The decision was announced in a news release and email on Friday to the law school community from Dean Daniel B. Rodriguez, Above the Law reports.
In the email, Rodriguez acknowledged that the program has not been as popular as school officials originally envisioned. When the program was announced in 2008, the school expected it would eventually grow to 40 new students per year.
Though he offered no numbers, Rodriguez said the program’s current enrollment is “much smaller than desired and necessary to meet our program objectives and warrant the continued allocation of administrative resources to ensure its success.”
Rodriguez also blamed “recent changes in ABA regulations” for limiting the school’s ability to enroll a sizable cohort of students from the pool of GMAT test-takers, an apparent reference to a 2012 change in the law school reporting requirements that requires schools to report all the LSAT scores of students who took the LSAT, whether or not those scores factored into the admissions process.
“I am certain that in another era, under differing economic circumstances, and under a more flexible regulatory climate, this program would have flourished,” he wrote. “Indeed, at some point, it still may.”
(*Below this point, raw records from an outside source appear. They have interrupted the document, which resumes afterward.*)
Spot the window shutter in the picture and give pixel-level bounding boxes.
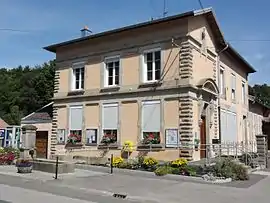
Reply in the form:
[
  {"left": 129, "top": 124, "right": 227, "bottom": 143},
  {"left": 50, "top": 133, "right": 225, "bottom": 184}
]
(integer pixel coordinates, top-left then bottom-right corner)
[
  {"left": 102, "top": 103, "right": 118, "bottom": 129},
  {"left": 220, "top": 110, "right": 227, "bottom": 142},
  {"left": 142, "top": 101, "right": 161, "bottom": 132},
  {"left": 70, "top": 106, "right": 83, "bottom": 130}
]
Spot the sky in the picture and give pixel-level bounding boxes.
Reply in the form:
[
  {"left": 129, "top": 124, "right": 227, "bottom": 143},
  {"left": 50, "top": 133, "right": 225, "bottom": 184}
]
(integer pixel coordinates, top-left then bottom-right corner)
[{"left": 1, "top": 0, "right": 270, "bottom": 85}]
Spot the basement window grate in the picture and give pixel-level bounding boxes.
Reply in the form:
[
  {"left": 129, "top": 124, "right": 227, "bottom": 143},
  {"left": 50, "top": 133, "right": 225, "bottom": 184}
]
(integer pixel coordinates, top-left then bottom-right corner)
[{"left": 113, "top": 193, "right": 127, "bottom": 199}]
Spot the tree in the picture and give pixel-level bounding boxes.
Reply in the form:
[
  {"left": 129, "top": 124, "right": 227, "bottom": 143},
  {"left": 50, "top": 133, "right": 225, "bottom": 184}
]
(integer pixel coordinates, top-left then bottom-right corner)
[
  {"left": 250, "top": 84, "right": 270, "bottom": 108},
  {"left": 0, "top": 60, "right": 55, "bottom": 125}
]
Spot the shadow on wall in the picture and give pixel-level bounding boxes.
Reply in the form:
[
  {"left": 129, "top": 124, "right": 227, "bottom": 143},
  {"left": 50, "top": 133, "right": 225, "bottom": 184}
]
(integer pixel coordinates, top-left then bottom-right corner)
[{"left": 262, "top": 120, "right": 270, "bottom": 150}]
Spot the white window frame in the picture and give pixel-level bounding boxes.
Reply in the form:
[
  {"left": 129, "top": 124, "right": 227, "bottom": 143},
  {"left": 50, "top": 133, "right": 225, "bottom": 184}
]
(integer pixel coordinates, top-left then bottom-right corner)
[
  {"left": 85, "top": 128, "right": 98, "bottom": 145},
  {"left": 142, "top": 48, "right": 162, "bottom": 83},
  {"left": 71, "top": 62, "right": 85, "bottom": 91},
  {"left": 101, "top": 103, "right": 119, "bottom": 143},
  {"left": 242, "top": 81, "right": 246, "bottom": 104},
  {"left": 219, "top": 67, "right": 225, "bottom": 97},
  {"left": 69, "top": 105, "right": 83, "bottom": 143},
  {"left": 231, "top": 73, "right": 236, "bottom": 101},
  {"left": 141, "top": 100, "right": 161, "bottom": 140},
  {"left": 104, "top": 56, "right": 120, "bottom": 87}
]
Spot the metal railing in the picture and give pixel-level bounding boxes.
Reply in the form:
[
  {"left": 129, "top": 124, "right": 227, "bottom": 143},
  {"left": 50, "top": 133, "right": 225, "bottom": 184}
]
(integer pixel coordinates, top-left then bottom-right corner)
[{"left": 62, "top": 140, "right": 262, "bottom": 168}]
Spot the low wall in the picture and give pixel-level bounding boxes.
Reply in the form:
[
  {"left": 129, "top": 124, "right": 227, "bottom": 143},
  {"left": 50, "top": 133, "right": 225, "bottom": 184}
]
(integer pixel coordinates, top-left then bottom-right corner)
[{"left": 33, "top": 158, "right": 75, "bottom": 174}]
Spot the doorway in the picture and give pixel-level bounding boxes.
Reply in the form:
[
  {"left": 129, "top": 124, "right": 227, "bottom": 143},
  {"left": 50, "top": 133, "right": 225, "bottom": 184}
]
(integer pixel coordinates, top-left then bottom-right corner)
[
  {"left": 200, "top": 116, "right": 207, "bottom": 159},
  {"left": 36, "top": 131, "right": 48, "bottom": 159}
]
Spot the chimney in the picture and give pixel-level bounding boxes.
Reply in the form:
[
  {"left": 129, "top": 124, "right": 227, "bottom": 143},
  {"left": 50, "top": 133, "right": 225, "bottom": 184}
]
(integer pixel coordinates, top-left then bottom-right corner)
[{"left": 80, "top": 26, "right": 92, "bottom": 37}]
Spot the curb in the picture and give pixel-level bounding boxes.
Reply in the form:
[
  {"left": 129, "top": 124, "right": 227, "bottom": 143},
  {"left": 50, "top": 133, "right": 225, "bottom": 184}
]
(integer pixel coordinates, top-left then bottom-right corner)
[{"left": 75, "top": 164, "right": 206, "bottom": 183}]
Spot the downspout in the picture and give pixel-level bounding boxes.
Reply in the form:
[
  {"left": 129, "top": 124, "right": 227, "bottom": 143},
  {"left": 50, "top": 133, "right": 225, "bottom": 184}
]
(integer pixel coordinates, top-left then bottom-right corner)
[{"left": 216, "top": 43, "right": 229, "bottom": 143}]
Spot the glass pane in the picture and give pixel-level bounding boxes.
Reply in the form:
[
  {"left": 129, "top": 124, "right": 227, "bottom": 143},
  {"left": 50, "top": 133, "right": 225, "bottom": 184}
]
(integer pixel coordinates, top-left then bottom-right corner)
[
  {"left": 154, "top": 51, "right": 161, "bottom": 61},
  {"left": 75, "top": 69, "right": 80, "bottom": 80},
  {"left": 146, "top": 52, "right": 153, "bottom": 62},
  {"left": 115, "top": 75, "right": 119, "bottom": 85},
  {"left": 76, "top": 80, "right": 80, "bottom": 89},
  {"left": 108, "top": 67, "right": 113, "bottom": 77},
  {"left": 107, "top": 62, "right": 113, "bottom": 68},
  {"left": 115, "top": 61, "right": 119, "bottom": 68},
  {"left": 155, "top": 68, "right": 161, "bottom": 80},
  {"left": 147, "top": 71, "right": 152, "bottom": 81},
  {"left": 147, "top": 61, "right": 152, "bottom": 72},
  {"left": 81, "top": 78, "right": 84, "bottom": 89},
  {"left": 115, "top": 65, "right": 119, "bottom": 76},
  {"left": 108, "top": 76, "right": 113, "bottom": 85}
]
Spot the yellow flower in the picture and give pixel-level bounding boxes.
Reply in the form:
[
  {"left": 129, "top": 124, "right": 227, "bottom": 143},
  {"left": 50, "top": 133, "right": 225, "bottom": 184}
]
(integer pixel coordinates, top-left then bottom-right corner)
[
  {"left": 143, "top": 157, "right": 158, "bottom": 167},
  {"left": 122, "top": 141, "right": 134, "bottom": 153},
  {"left": 171, "top": 158, "right": 188, "bottom": 167},
  {"left": 112, "top": 157, "right": 124, "bottom": 167}
]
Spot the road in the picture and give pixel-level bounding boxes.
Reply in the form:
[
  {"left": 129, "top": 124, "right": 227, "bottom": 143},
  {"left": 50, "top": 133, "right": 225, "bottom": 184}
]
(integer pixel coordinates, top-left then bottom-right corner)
[{"left": 0, "top": 165, "right": 270, "bottom": 203}]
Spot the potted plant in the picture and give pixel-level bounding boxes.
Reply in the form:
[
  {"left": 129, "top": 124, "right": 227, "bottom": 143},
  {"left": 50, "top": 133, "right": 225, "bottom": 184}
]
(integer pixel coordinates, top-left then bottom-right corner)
[
  {"left": 65, "top": 133, "right": 82, "bottom": 148},
  {"left": 121, "top": 141, "right": 134, "bottom": 159},
  {"left": 138, "top": 132, "right": 162, "bottom": 150},
  {"left": 98, "top": 132, "right": 118, "bottom": 149},
  {"left": 16, "top": 159, "right": 33, "bottom": 173}
]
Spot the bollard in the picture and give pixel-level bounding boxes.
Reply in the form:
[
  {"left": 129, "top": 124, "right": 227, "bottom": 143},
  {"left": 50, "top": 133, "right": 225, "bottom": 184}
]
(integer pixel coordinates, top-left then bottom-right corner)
[
  {"left": 55, "top": 156, "right": 59, "bottom": 179},
  {"left": 110, "top": 154, "right": 113, "bottom": 174}
]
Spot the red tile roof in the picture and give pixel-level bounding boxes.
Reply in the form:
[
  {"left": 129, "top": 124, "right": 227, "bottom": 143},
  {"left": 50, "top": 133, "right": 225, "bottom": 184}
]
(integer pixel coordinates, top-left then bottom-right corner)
[{"left": 0, "top": 118, "right": 9, "bottom": 129}]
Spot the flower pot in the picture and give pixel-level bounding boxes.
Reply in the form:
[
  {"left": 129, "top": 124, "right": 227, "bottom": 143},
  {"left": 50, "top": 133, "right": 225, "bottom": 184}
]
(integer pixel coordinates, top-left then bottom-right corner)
[
  {"left": 17, "top": 165, "right": 32, "bottom": 173},
  {"left": 137, "top": 144, "right": 163, "bottom": 151},
  {"left": 65, "top": 143, "right": 83, "bottom": 149},
  {"left": 97, "top": 143, "right": 118, "bottom": 149}
]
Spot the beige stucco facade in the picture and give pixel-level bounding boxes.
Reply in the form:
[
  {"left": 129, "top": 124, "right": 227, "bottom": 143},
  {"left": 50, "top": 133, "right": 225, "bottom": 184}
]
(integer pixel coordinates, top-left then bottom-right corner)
[{"left": 45, "top": 8, "right": 255, "bottom": 161}]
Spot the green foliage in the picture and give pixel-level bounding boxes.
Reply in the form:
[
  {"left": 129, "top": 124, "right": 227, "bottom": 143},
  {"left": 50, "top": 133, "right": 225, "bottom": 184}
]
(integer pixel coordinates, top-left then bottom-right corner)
[
  {"left": 0, "top": 61, "right": 55, "bottom": 125},
  {"left": 143, "top": 157, "right": 158, "bottom": 170},
  {"left": 206, "top": 158, "right": 249, "bottom": 180},
  {"left": 250, "top": 84, "right": 270, "bottom": 108},
  {"left": 154, "top": 166, "right": 173, "bottom": 176},
  {"left": 170, "top": 158, "right": 188, "bottom": 167}
]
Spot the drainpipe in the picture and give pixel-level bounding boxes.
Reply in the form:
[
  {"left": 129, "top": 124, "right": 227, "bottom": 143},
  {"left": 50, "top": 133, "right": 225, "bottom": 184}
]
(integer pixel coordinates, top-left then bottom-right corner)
[{"left": 216, "top": 44, "right": 229, "bottom": 143}]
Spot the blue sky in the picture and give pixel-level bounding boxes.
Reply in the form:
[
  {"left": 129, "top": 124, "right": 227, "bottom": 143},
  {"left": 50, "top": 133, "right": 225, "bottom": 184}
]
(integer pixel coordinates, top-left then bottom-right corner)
[{"left": 1, "top": 0, "right": 269, "bottom": 85}]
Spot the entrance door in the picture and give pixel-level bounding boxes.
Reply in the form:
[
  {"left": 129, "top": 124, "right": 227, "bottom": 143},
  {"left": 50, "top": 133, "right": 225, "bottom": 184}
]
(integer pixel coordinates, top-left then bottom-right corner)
[
  {"left": 36, "top": 131, "right": 48, "bottom": 159},
  {"left": 200, "top": 116, "right": 207, "bottom": 159}
]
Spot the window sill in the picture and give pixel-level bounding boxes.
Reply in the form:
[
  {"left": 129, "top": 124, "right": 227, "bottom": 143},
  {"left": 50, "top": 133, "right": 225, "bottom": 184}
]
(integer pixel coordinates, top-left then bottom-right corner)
[
  {"left": 65, "top": 143, "right": 83, "bottom": 149},
  {"left": 67, "top": 89, "right": 85, "bottom": 96},
  {"left": 97, "top": 143, "right": 119, "bottom": 149},
  {"left": 85, "top": 143, "right": 98, "bottom": 147},
  {"left": 137, "top": 144, "right": 163, "bottom": 151},
  {"left": 138, "top": 81, "right": 162, "bottom": 88},
  {"left": 100, "top": 86, "right": 120, "bottom": 93}
]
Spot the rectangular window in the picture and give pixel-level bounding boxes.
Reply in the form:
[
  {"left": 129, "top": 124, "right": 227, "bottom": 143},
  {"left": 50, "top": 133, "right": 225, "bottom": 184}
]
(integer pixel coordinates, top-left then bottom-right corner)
[
  {"left": 69, "top": 106, "right": 83, "bottom": 143},
  {"left": 104, "top": 57, "right": 120, "bottom": 87},
  {"left": 85, "top": 128, "right": 98, "bottom": 145},
  {"left": 72, "top": 64, "right": 84, "bottom": 90},
  {"left": 57, "top": 129, "right": 65, "bottom": 144},
  {"left": 242, "top": 81, "right": 246, "bottom": 104},
  {"left": 143, "top": 50, "right": 161, "bottom": 82},
  {"left": 219, "top": 68, "right": 225, "bottom": 97},
  {"left": 142, "top": 100, "right": 161, "bottom": 144},
  {"left": 231, "top": 74, "right": 236, "bottom": 101},
  {"left": 101, "top": 103, "right": 118, "bottom": 144}
]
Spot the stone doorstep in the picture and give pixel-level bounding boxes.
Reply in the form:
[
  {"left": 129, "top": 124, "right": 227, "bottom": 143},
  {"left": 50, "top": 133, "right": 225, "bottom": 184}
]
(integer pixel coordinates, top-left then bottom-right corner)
[{"left": 75, "top": 164, "right": 206, "bottom": 183}]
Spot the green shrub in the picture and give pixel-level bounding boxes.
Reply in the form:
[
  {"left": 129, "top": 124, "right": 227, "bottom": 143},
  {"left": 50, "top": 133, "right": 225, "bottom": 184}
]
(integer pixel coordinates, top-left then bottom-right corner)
[
  {"left": 206, "top": 158, "right": 249, "bottom": 180},
  {"left": 154, "top": 166, "right": 173, "bottom": 176},
  {"left": 138, "top": 155, "right": 145, "bottom": 167}
]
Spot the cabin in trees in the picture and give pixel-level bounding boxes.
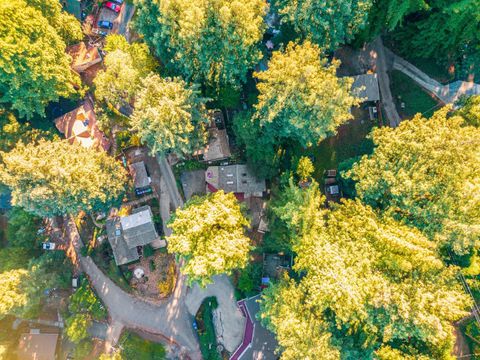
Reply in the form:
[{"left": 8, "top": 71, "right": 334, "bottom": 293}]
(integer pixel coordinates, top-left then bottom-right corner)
[
  {"left": 351, "top": 74, "right": 380, "bottom": 103},
  {"left": 129, "top": 161, "right": 153, "bottom": 196},
  {"left": 54, "top": 97, "right": 111, "bottom": 151},
  {"left": 205, "top": 165, "right": 266, "bottom": 200},
  {"left": 17, "top": 331, "right": 59, "bottom": 360},
  {"left": 106, "top": 206, "right": 164, "bottom": 266},
  {"left": 194, "top": 110, "right": 231, "bottom": 162}
]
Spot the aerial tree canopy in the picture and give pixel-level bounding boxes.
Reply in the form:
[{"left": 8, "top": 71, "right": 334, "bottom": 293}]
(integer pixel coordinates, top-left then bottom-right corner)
[
  {"left": 168, "top": 191, "right": 251, "bottom": 287},
  {"left": 28, "top": 0, "right": 83, "bottom": 44},
  {"left": 0, "top": 111, "right": 48, "bottom": 154},
  {"left": 272, "top": 0, "right": 372, "bottom": 51},
  {"left": 457, "top": 95, "right": 480, "bottom": 127},
  {"left": 131, "top": 74, "right": 209, "bottom": 157},
  {"left": 133, "top": 0, "right": 267, "bottom": 87},
  {"left": 6, "top": 207, "right": 42, "bottom": 249},
  {"left": 260, "top": 182, "right": 471, "bottom": 359},
  {"left": 254, "top": 42, "right": 359, "bottom": 148},
  {"left": 94, "top": 50, "right": 142, "bottom": 111},
  {"left": 0, "top": 0, "right": 80, "bottom": 119},
  {"left": 0, "top": 140, "right": 127, "bottom": 217},
  {"left": 347, "top": 107, "right": 480, "bottom": 256}
]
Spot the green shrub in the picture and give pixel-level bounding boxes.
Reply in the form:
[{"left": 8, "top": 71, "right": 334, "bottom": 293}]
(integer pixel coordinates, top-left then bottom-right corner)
[
  {"left": 119, "top": 331, "right": 166, "bottom": 360},
  {"left": 143, "top": 244, "right": 154, "bottom": 258},
  {"left": 149, "top": 259, "right": 156, "bottom": 272}
]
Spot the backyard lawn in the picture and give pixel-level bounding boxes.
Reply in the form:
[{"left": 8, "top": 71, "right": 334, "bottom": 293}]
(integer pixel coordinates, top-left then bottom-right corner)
[
  {"left": 389, "top": 70, "right": 443, "bottom": 119},
  {"left": 293, "top": 107, "right": 375, "bottom": 181}
]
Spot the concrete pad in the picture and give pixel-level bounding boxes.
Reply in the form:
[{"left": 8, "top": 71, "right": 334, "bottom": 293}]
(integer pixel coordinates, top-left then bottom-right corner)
[{"left": 185, "top": 274, "right": 245, "bottom": 352}]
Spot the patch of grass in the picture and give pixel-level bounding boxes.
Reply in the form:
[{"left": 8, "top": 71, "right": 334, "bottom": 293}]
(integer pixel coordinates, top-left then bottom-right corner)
[
  {"left": 291, "top": 109, "right": 375, "bottom": 182},
  {"left": 195, "top": 297, "right": 221, "bottom": 360},
  {"left": 119, "top": 331, "right": 166, "bottom": 360},
  {"left": 389, "top": 70, "right": 442, "bottom": 119}
]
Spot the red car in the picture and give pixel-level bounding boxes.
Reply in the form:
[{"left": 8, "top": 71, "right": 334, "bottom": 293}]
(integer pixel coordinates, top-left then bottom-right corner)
[{"left": 104, "top": 1, "right": 121, "bottom": 12}]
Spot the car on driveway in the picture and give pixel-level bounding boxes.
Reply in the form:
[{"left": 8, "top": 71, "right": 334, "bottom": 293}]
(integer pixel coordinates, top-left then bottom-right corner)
[
  {"left": 42, "top": 242, "right": 56, "bottom": 250},
  {"left": 97, "top": 20, "right": 113, "bottom": 29},
  {"left": 104, "top": 1, "right": 121, "bottom": 13}
]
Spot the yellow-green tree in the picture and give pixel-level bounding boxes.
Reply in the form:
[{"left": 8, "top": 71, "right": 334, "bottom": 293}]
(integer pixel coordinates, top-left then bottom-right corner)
[
  {"left": 254, "top": 42, "right": 359, "bottom": 148},
  {"left": 0, "top": 269, "right": 29, "bottom": 318},
  {"left": 457, "top": 95, "right": 480, "bottom": 127},
  {"left": 0, "top": 0, "right": 81, "bottom": 119},
  {"left": 94, "top": 50, "right": 141, "bottom": 111},
  {"left": 347, "top": 107, "right": 480, "bottom": 256},
  {"left": 168, "top": 191, "right": 251, "bottom": 286},
  {"left": 273, "top": 0, "right": 372, "bottom": 50},
  {"left": 0, "top": 140, "right": 127, "bottom": 217},
  {"left": 296, "top": 156, "right": 314, "bottom": 181},
  {"left": 131, "top": 74, "right": 209, "bottom": 156},
  {"left": 260, "top": 184, "right": 471, "bottom": 359},
  {"left": 133, "top": 0, "right": 267, "bottom": 87}
]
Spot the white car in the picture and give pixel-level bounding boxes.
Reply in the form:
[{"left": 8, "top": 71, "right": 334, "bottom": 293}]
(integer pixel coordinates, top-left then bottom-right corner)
[{"left": 42, "top": 242, "right": 56, "bottom": 250}]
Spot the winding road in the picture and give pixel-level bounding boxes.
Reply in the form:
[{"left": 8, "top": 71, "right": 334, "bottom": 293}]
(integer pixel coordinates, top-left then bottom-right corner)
[{"left": 66, "top": 155, "right": 244, "bottom": 359}]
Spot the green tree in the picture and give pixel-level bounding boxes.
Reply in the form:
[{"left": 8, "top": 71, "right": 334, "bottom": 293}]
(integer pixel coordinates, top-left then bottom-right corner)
[
  {"left": 273, "top": 0, "right": 372, "bottom": 50},
  {"left": 0, "top": 269, "right": 29, "bottom": 318},
  {"left": 168, "top": 191, "right": 251, "bottom": 287},
  {"left": 457, "top": 95, "right": 480, "bottom": 127},
  {"left": 393, "top": 0, "right": 480, "bottom": 60},
  {"left": 0, "top": 139, "right": 127, "bottom": 217},
  {"left": 6, "top": 207, "right": 42, "bottom": 248},
  {"left": 133, "top": 0, "right": 267, "bottom": 87},
  {"left": 131, "top": 74, "right": 209, "bottom": 156},
  {"left": 232, "top": 110, "right": 280, "bottom": 179},
  {"left": 0, "top": 111, "right": 48, "bottom": 153},
  {"left": 94, "top": 50, "right": 141, "bottom": 111},
  {"left": 260, "top": 192, "right": 471, "bottom": 359},
  {"left": 104, "top": 34, "right": 158, "bottom": 77},
  {"left": 254, "top": 42, "right": 359, "bottom": 148},
  {"left": 65, "top": 313, "right": 91, "bottom": 344},
  {"left": 347, "top": 107, "right": 480, "bottom": 256},
  {"left": 0, "top": 0, "right": 80, "bottom": 119},
  {"left": 28, "top": 0, "right": 83, "bottom": 44},
  {"left": 296, "top": 156, "right": 314, "bottom": 182}
]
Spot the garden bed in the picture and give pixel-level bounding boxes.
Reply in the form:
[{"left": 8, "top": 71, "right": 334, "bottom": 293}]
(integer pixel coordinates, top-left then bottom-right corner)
[{"left": 195, "top": 297, "right": 222, "bottom": 360}]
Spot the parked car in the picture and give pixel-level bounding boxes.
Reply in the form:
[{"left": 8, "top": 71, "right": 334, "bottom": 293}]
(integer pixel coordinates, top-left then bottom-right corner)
[
  {"left": 104, "top": 1, "right": 121, "bottom": 13},
  {"left": 42, "top": 242, "right": 56, "bottom": 250},
  {"left": 97, "top": 20, "right": 113, "bottom": 29}
]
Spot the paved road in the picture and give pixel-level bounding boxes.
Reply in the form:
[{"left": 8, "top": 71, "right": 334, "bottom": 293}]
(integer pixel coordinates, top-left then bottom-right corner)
[
  {"left": 372, "top": 37, "right": 402, "bottom": 127},
  {"left": 65, "top": 157, "right": 244, "bottom": 358},
  {"left": 156, "top": 155, "right": 184, "bottom": 209}
]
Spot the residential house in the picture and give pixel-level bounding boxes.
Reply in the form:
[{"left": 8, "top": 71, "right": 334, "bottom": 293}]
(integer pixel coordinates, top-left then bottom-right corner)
[
  {"left": 17, "top": 331, "right": 59, "bottom": 360},
  {"left": 67, "top": 42, "right": 102, "bottom": 74},
  {"left": 194, "top": 110, "right": 231, "bottom": 162},
  {"left": 54, "top": 97, "right": 111, "bottom": 151},
  {"left": 129, "top": 161, "right": 153, "bottom": 196},
  {"left": 106, "top": 206, "right": 163, "bottom": 266},
  {"left": 205, "top": 165, "right": 266, "bottom": 199},
  {"left": 351, "top": 74, "right": 380, "bottom": 103}
]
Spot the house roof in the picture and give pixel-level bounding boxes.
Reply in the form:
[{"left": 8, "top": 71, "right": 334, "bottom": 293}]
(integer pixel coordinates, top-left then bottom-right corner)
[
  {"left": 67, "top": 42, "right": 102, "bottom": 73},
  {"left": 129, "top": 161, "right": 150, "bottom": 189},
  {"left": 121, "top": 206, "right": 159, "bottom": 248},
  {"left": 106, "top": 218, "right": 139, "bottom": 266},
  {"left": 17, "top": 333, "right": 59, "bottom": 360},
  {"left": 202, "top": 128, "right": 231, "bottom": 162},
  {"left": 54, "top": 97, "right": 110, "bottom": 151},
  {"left": 351, "top": 74, "right": 380, "bottom": 102},
  {"left": 206, "top": 165, "right": 266, "bottom": 196}
]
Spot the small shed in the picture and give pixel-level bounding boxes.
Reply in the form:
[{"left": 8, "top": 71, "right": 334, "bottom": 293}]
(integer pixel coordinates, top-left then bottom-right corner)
[
  {"left": 129, "top": 161, "right": 151, "bottom": 190},
  {"left": 351, "top": 74, "right": 380, "bottom": 103}
]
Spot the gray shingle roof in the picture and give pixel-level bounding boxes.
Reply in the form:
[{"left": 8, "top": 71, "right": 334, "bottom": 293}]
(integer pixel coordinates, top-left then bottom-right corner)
[
  {"left": 106, "top": 219, "right": 139, "bottom": 266},
  {"left": 206, "top": 165, "right": 266, "bottom": 195},
  {"left": 129, "top": 161, "right": 150, "bottom": 189},
  {"left": 351, "top": 74, "right": 380, "bottom": 102},
  {"left": 106, "top": 206, "right": 159, "bottom": 265}
]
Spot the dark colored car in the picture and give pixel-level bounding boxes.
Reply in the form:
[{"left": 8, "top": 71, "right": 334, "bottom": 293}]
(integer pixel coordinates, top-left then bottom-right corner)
[
  {"left": 104, "top": 1, "right": 121, "bottom": 13},
  {"left": 97, "top": 20, "right": 113, "bottom": 29}
]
But Barry Currier, the ABA’s managing director of accreditation and legal education, said there has been no change in the accreditation standards that would prevent Northwestern from continuing its accelerated JD program. He also said the change in the reporting requirements was made in service of the idea that all information schools are required to report should be complete, accurate and not misleading.
Students currently in the program will be allowed to finish their degrees, but no further incoming classes will be admitted, according to the press release.